1/28/2013

海外赴任。

カタール、バーレーン、オマーンという国に行ったことがある。
イスラムの文化や建物やファッションが好きである私にとって、全てが刺激的で楽しかった。       以前勤務していた検診センターは海外赴任の人達の検診が主であった。
私の担当は、負荷心電図であった。安静時の心電図をとり、その後20分間の自転車こぎをしてもらう。その間の心電図をとり、心臓に負担がかかった時に異常がでないかをみるものである。

赴任地域に中東が多い会社であり、私の知らない国の話を沢山聞かせてくれた。そこで、仲良くなった夫妻と、おじさまがバーレーンに招待してくれたのである。

非日常である旅では、生きているという日常以外は非日常である。小さな窓からのぞく国はとても輝いて見えるのである。異国という言葉がぴったりであり、その響きが更に私の好奇心をざわざわとざわめきたてるのである。小さな窓からみるその国々に、危険という言葉は連想できない。

最近起きたアルジェリアのニュースに大きな衝撃を受けた。
検診にきていた人達の多くは単身赴任であった。女性や子供を連れて行くには危険な場所だからね、日本人学校もないしね、家族も怖いからって遊びにはこないよ。そんな言葉を思い出した。その時は気に留めてなかったその言葉を思い出し、その言葉の重みに気づいたのである。

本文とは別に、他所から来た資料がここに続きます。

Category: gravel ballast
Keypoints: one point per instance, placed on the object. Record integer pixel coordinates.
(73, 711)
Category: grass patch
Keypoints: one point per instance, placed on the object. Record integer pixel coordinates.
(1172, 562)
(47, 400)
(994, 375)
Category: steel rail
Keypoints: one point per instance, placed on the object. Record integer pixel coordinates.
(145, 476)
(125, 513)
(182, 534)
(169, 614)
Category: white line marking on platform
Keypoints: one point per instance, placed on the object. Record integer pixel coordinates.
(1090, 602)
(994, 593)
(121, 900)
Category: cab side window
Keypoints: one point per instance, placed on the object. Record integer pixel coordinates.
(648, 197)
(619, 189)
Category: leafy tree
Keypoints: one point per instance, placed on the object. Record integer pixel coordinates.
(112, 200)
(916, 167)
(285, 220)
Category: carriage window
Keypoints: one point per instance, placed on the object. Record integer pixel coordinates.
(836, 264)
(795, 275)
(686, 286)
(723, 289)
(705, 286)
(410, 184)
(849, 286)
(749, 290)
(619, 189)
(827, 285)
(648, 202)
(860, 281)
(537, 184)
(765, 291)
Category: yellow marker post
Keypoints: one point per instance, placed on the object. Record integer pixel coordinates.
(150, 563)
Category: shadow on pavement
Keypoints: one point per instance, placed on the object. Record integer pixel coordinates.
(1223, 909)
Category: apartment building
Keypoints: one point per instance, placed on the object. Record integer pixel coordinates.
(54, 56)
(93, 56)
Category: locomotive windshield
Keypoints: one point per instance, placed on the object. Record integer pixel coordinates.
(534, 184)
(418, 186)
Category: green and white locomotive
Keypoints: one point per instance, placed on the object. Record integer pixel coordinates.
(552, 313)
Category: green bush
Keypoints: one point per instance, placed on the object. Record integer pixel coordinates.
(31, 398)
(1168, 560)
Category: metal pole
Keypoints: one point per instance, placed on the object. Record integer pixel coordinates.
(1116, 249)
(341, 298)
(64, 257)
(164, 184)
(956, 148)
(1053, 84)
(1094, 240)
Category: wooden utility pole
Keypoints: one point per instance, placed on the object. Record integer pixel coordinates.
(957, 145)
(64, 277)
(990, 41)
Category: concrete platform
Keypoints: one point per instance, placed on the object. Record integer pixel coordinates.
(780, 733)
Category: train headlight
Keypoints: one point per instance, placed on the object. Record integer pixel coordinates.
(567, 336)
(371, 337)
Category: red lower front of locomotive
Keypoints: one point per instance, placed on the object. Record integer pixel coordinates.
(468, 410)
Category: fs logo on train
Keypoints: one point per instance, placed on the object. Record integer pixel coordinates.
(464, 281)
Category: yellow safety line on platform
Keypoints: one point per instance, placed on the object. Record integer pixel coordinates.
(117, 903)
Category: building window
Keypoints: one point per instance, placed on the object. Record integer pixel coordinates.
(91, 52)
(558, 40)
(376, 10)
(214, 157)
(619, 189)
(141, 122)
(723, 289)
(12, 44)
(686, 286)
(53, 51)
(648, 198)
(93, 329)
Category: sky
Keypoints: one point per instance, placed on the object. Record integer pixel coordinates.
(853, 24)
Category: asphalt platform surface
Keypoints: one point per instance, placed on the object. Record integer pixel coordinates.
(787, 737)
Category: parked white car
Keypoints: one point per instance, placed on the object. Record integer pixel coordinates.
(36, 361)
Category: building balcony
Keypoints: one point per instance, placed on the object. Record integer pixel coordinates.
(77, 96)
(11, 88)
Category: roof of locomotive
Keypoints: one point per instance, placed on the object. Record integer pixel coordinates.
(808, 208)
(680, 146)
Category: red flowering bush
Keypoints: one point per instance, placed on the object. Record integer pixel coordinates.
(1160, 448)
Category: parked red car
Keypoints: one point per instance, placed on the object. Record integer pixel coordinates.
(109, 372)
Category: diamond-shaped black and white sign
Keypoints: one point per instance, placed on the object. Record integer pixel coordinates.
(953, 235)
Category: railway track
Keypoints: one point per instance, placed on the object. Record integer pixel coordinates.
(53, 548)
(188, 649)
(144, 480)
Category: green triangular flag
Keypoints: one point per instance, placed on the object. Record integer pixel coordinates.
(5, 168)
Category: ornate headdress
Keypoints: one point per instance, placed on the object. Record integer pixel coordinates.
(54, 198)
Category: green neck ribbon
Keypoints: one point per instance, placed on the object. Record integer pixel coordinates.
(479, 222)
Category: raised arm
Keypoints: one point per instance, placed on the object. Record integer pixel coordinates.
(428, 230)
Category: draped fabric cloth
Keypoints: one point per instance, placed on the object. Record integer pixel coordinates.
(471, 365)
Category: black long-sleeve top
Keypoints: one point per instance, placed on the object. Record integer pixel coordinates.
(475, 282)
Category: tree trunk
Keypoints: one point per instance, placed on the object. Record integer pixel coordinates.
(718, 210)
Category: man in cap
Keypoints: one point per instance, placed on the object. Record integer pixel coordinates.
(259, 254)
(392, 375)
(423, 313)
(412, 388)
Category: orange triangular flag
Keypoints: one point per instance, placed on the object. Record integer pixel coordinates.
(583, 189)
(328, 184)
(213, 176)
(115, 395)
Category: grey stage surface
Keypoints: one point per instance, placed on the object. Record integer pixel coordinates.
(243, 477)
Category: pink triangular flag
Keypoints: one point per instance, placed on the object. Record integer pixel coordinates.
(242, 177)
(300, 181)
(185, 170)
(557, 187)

政治や宗教の問題は複雑であり、日本人にはない感覚も多くあるため、首をかしげることは多い。けれども、今回の悲しいニュースは首をかしげるだけではすまされない。もっと自分の国の世界での位置を考えて、沢山のことを考えなくてはいけないのだと、そう思った。日揮という会社がアルジェリアで活躍をしていた事実は、今回のことで知った。そして、世界には沢山の日本の会社が活躍していることも。そして、政府のあり方も。

数日前の産經新聞に、木山 聡さんの恩師が追悼の手記を載せていた。その手記を読み、更に考えた。その手記の最後はこう締めくくられていた。

インターネットでは日揮は社員の安全を確保できない限り撤退すべきという意見があったが、とんでもない。日揮は欧米企業と競争し、日本のためにも競争している。日揮一社で軍隊や警察はもてず、企業には限界がある。欧米企業は国が守っている。邦人の安全確保は国の義務である。その中で日揮は犠牲者に関する情報の出し方を見てもよく社員と社員の家族を守っていると思う。木山君の冥福を祈るとともに、虚構の安心、安全に温々としていた日本人に代わり、ごめんなさい、すまなかった。そして今までありがとう。と言いたい。木山君の命と引き換えにするのにはあまりにもったいない話であるが、少なくとも残されたわれわれは、日本の虚構の安心、安全をもう一度考え直すべきである。

虚構が虚構でなくなり、赴任している人達が安心、安全に働ける環境を、、、、、願いたい。